I’m sitting on my enclosed porch soaking up the last bits of warmth for the day with my fuzzy friend.  Tomorrow we go back to cold and snow, but it remains clear that spring is almost here.   With the added pressure of day light savings time arriving I’m doing something I should have started months ago…. reading up on training plans.  The past two seasons I really faked my way though the triathlon season and it showed.   I did use a plan to build up to Rev3 Quassy but then I kind of burnt myself out and fumbled about.  Luckily regularly attending group rides kept me in OK shape.    Given that I can’t afford a coach right now I headed to amazon and ebay to pick up some used books.

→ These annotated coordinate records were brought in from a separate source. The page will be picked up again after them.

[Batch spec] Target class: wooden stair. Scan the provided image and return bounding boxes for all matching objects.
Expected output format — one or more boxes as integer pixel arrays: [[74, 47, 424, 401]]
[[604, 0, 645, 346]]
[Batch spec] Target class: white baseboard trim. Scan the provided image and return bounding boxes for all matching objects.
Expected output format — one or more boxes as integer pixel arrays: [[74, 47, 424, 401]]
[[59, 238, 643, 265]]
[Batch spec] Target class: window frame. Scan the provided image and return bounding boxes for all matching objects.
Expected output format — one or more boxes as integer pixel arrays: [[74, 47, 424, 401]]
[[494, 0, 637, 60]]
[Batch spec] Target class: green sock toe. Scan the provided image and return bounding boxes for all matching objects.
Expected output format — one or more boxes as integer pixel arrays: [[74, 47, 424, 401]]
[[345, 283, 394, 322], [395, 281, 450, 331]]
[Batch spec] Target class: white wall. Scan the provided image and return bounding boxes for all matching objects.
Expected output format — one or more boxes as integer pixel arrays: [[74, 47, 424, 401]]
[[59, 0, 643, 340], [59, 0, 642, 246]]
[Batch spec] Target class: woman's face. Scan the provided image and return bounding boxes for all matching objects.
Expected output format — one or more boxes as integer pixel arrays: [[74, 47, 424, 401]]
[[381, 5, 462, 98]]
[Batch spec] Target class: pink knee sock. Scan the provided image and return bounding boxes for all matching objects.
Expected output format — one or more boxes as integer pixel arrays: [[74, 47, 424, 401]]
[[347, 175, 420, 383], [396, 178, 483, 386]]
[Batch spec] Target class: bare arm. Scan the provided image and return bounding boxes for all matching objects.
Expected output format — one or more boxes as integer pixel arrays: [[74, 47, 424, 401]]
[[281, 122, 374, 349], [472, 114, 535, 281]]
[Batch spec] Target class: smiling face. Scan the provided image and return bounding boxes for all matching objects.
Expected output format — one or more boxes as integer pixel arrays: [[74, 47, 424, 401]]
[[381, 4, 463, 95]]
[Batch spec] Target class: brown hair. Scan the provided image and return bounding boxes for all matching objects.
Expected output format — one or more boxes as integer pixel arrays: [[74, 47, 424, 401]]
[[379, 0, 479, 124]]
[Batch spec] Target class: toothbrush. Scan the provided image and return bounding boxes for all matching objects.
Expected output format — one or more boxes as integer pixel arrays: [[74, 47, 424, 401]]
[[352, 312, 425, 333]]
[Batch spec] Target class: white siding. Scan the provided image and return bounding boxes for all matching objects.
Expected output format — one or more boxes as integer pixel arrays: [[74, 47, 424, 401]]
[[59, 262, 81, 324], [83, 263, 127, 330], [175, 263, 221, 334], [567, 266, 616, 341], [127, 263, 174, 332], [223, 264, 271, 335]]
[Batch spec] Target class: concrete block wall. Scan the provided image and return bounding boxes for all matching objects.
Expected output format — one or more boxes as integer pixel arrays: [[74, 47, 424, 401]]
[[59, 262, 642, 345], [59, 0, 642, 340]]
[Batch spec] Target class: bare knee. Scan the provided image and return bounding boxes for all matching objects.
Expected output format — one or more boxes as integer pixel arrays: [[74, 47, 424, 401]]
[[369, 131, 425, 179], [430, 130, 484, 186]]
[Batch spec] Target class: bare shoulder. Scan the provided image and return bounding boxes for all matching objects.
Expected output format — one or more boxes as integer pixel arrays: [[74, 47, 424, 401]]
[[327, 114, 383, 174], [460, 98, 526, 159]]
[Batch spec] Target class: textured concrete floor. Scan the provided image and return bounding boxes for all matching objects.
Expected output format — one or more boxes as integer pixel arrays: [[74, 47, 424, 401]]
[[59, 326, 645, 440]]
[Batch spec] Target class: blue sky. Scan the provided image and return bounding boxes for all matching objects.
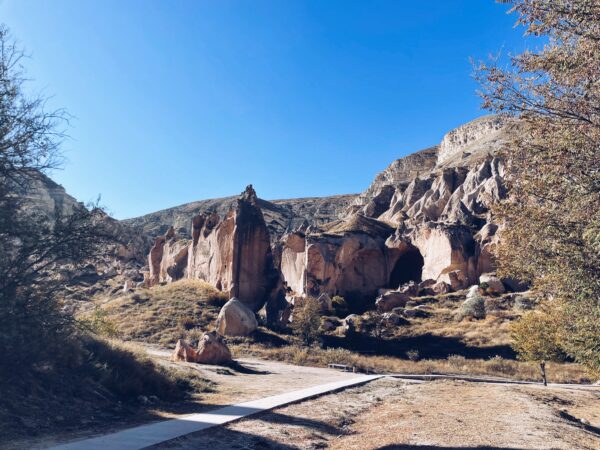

I’m probably going to stick with The Cyclist’s Training Bible, but The Time-Crunched Cyclist does have a cyclocross specific plan.   It’ll probably take me another week or two to get though everything and come up with my plan for the season.  I have to be honest reading these books geared at the really talented cyclists kills me a little.  I have very little natural athletic talent, and I feel like the “real” athletes would make fun of me with my little training plan.   I do want to get better and this is the only way I know how to do it so I will soldier on.


All this reading about training means I have to make some decisions about the up coming season.  I’m planning on doing a short triathlon season early in the summer and then shift my focus on doing whatever I have to do to have an awesome cyclocross season.  I’m not quite ready to give up on triathlon.  At the same time I had so much fun racing cross last year that I want to see what I can do if I really focus this year.